New York am härtesten von PR-Entlassungen betroffen

Während die COVID-19-Krise die Marketing- und Kommunikationsbranche weiterhin erschüttert, hat der New Yorker PR-Sektor seine schlimmsten Auswirkungen erlebt und laut der jüngsten Branchenumfrage von PR Merger and Akquisitionsberatung Gould + Partners.

Der Bericht von Gould + Partners, in dem fast 140 PR-Unternehmen befragt wurden, ergab, dass 13 Prozent der PR-Agenturen im Großraum New York City aufgrund der COVID-19-Krise Mitarbeiter entlassen haben.

Unternehmen in Südkalifornien belegten mit 11 Prozent den zweiten Platz, gefolgt von Washington, DC und den umliegenden Vororten mit 10 Prozent. Unternehmen im Nordosten, Südosten, Mittleren Westen und Südwesten der USA meldeten relativ niedrige Entlassungszahlen. Unter den befragten Unternehmen mit Sitz in Nord-Kalifornien, Nordwesten oder Kanada wurden keine Entlassungen gemeldet.

Mehr als ein Drittel der in New York ansässigen Unternehmen (38 Prozent) gab an, dass ihre Agentur obligatorische Lohnkürzungen eingeführt habe, verglichen mit 33 Prozent der in Süd-Kalifornien ansässigen Unternehmen und 27 Prozent der im Nordosten ansässigen Unternehmen.

Ein Fünftel der DC-Unternehmen (20 Prozent) meldete obligatorische Lohnkürzungen, gefolgt von 17 Prozent für Unternehmen im Mittleren Westen und Nordwesten. Die Regionen Südost, Südwest und Nord-Kalifornien meldeten mit 14 Prozent, neun Prozent bzw. sechs Prozent die wenigsten obligatorischen Lohnkürzungen.

New Yorker PR-Agenturen waren auch in Bezug auf Einnahmeverluste führend.

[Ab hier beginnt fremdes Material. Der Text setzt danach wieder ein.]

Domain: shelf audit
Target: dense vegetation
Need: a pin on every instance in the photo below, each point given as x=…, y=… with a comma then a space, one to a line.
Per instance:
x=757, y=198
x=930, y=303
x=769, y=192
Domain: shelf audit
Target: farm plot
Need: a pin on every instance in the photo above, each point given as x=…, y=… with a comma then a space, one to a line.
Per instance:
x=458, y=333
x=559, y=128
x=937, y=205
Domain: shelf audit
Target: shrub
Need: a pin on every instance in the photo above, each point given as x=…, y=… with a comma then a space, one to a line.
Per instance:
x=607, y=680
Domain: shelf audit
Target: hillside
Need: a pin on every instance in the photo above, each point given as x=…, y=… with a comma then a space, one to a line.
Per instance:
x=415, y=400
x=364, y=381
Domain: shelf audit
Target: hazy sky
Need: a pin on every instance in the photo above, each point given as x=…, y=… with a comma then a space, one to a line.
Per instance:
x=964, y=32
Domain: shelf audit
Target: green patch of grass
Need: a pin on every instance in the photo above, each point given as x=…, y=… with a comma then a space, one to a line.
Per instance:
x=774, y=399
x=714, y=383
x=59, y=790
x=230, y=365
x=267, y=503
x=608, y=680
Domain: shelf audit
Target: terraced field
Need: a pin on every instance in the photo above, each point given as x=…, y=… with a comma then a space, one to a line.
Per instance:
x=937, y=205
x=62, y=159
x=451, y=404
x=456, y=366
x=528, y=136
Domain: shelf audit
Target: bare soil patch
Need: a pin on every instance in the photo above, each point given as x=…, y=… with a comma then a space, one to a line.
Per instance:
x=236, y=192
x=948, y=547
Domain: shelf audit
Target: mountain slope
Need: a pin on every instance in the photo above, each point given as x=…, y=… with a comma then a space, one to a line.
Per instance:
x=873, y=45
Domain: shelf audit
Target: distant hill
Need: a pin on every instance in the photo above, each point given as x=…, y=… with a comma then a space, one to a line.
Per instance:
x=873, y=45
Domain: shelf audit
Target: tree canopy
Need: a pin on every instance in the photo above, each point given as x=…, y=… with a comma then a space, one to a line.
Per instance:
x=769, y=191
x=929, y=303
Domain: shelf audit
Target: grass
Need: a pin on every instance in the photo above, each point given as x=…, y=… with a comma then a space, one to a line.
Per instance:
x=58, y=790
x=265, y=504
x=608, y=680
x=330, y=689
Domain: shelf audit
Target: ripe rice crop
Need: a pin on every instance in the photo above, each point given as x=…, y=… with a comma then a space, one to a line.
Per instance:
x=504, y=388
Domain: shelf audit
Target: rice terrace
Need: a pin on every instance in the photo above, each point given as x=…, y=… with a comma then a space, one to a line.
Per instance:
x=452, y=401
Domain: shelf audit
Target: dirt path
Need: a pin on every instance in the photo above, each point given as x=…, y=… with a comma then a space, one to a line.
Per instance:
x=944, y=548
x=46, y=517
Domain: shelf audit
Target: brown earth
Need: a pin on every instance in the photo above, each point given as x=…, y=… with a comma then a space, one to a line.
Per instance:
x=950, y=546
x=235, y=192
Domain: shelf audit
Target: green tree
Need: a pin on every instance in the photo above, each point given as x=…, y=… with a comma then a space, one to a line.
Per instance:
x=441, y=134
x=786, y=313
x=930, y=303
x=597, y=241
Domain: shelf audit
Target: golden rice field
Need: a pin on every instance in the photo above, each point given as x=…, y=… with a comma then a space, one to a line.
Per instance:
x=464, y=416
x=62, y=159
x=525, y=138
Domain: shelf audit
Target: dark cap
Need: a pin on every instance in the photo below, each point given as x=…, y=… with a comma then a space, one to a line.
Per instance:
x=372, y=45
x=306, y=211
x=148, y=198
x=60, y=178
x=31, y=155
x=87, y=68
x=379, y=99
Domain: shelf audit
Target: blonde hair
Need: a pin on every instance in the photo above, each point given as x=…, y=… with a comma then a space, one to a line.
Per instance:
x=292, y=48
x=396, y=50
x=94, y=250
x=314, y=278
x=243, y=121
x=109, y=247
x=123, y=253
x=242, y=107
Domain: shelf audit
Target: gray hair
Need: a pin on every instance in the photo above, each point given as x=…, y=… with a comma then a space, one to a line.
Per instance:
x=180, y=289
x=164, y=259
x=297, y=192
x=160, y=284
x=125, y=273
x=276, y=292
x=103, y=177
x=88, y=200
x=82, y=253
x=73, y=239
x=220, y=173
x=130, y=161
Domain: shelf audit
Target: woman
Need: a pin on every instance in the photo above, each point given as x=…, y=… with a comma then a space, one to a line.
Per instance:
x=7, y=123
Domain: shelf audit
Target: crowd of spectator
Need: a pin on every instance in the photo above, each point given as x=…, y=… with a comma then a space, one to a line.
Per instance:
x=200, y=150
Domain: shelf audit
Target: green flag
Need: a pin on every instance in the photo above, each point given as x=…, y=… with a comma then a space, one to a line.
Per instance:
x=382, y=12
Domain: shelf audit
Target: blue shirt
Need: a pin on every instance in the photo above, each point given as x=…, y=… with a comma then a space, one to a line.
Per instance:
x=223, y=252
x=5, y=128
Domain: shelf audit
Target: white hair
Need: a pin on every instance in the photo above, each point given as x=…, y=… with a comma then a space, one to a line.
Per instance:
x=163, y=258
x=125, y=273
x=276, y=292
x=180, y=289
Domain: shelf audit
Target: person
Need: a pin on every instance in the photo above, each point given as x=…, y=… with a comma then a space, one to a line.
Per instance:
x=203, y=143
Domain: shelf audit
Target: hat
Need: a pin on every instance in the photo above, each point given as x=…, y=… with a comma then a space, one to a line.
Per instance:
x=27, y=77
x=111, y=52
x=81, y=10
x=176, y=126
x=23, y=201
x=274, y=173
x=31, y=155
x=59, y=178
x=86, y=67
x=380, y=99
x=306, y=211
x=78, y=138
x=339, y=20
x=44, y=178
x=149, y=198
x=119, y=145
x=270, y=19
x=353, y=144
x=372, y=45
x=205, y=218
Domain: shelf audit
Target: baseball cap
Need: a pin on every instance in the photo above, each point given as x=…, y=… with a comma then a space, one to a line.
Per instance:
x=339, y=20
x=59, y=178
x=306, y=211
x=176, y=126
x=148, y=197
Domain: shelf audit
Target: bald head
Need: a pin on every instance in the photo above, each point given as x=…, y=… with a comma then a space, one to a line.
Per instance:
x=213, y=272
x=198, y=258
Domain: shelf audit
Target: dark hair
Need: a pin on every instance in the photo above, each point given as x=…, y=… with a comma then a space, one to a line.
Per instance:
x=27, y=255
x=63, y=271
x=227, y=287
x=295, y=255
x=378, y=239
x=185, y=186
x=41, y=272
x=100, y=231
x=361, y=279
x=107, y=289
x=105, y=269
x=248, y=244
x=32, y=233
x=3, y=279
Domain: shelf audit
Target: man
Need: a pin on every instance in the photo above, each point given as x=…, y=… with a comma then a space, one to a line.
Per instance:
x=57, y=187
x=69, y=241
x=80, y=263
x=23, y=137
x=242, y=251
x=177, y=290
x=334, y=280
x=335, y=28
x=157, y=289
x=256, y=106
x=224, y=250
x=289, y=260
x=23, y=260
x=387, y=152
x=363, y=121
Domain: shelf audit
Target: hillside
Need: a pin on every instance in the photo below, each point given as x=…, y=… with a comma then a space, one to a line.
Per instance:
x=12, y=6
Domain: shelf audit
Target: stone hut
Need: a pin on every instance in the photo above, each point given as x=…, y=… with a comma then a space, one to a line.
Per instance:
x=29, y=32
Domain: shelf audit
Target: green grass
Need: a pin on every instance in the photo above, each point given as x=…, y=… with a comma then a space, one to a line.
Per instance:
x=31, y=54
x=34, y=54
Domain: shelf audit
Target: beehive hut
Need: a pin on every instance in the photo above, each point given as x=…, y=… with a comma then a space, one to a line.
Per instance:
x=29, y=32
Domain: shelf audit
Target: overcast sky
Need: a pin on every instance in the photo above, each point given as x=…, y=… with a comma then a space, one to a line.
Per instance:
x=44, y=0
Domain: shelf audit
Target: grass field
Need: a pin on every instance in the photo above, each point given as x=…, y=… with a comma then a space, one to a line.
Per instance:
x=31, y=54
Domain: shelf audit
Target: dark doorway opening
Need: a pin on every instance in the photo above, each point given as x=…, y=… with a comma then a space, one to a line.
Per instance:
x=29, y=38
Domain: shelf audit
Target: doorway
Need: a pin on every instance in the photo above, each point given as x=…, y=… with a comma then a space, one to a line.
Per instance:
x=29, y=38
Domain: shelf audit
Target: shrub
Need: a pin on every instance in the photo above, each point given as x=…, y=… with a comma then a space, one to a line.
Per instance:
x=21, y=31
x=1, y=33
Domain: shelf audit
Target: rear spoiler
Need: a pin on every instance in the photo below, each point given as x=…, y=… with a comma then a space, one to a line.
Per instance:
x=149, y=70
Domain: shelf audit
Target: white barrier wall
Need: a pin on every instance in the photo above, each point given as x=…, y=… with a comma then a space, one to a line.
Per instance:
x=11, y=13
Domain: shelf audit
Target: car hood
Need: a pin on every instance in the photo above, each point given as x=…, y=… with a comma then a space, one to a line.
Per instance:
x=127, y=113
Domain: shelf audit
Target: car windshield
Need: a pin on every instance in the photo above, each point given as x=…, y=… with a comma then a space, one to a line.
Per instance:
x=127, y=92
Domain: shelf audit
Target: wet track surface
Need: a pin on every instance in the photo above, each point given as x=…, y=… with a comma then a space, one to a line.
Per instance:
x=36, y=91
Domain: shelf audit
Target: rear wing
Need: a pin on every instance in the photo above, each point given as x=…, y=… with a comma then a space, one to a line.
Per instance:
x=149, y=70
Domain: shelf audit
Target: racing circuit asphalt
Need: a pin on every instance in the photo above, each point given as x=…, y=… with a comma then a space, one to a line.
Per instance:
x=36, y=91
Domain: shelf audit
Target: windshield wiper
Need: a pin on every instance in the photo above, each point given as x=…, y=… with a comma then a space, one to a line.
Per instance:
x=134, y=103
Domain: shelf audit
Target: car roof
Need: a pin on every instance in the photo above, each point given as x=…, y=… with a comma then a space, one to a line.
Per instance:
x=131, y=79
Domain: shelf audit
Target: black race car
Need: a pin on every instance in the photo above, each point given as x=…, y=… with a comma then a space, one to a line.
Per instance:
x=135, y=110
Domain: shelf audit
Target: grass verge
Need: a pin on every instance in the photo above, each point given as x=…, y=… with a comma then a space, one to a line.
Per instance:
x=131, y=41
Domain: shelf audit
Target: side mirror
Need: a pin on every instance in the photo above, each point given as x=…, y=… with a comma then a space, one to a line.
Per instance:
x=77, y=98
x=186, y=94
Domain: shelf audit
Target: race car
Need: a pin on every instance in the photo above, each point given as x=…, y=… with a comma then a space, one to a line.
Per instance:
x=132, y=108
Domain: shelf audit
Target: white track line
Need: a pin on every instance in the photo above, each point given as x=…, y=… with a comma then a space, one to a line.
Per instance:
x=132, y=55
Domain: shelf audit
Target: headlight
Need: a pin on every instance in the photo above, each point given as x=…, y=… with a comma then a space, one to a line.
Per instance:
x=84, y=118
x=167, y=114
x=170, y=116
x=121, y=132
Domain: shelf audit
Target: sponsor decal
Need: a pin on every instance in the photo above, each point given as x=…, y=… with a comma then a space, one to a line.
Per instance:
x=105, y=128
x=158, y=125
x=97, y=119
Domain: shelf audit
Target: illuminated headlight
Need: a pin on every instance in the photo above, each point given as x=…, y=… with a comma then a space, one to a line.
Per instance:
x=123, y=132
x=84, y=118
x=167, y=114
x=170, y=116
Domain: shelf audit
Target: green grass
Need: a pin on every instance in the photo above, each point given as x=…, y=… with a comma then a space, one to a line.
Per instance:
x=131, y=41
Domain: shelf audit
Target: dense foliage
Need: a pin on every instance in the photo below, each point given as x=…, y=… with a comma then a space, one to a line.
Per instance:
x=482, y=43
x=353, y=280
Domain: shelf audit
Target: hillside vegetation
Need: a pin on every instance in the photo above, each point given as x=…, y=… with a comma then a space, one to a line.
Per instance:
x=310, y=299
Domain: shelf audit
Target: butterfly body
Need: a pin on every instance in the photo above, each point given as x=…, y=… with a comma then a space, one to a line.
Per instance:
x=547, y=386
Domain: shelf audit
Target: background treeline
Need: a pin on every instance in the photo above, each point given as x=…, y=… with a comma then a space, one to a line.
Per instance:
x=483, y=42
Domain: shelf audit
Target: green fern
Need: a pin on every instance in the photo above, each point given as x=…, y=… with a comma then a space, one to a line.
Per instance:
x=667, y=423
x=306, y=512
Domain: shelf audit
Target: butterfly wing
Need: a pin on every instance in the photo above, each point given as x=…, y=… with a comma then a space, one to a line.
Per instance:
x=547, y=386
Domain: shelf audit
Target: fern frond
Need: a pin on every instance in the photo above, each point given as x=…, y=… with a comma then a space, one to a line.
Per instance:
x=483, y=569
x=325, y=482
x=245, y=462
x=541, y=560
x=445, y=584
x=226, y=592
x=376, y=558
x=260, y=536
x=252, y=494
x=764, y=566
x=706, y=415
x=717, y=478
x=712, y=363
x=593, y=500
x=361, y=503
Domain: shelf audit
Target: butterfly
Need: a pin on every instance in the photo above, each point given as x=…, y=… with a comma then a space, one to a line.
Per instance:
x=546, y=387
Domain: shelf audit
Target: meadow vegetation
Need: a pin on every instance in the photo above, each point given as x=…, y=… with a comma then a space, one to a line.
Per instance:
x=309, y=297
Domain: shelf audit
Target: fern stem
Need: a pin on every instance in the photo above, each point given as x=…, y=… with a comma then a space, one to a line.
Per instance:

Mehr als ein Drittel der befragten Unternehmen in New York (36 Prozent) gaben an, Kunden hätten beantragt, ihre Arbeit mit der Agentur wegen COVID-19 „anzuhalten“. Fast ein Fünftel (19 Prozent) gab außerdem an, dass Kunden eine Reduzierung der Kundenbindungen oder Projekte beantragt hatten, und 18 Prozent gaben an, dass Kunden Verträge gekündigt hatten.

Unternehmen aus der Region DC belegen den zweiten Platz, weil PR-Arbeiten ausgesetzt wurden (32 Prozent), gefolgt von Unternehmen in Kanada (21 Prozent). Auf der anderen Seite führte Washington DC als Gebiet des Landes zu den stärksten Einbußen bei den Retainern oder Kampagnen (26 Prozent), gefolgt von Kanada (15 Prozent). Firmen im Nordosten, Südwesten und Norden von Kalifornien folgten New York mit gekündigten Verträgen, alle mit 16 Prozent.

Laut der Umfrage gaben 90 Prozent der in New York ansässigen PR-Unternehmen an, dass sie im Rahmen des CARES ACT-Darlehensprogramms einen Kredit für kleine Unternehmen beantragen werden.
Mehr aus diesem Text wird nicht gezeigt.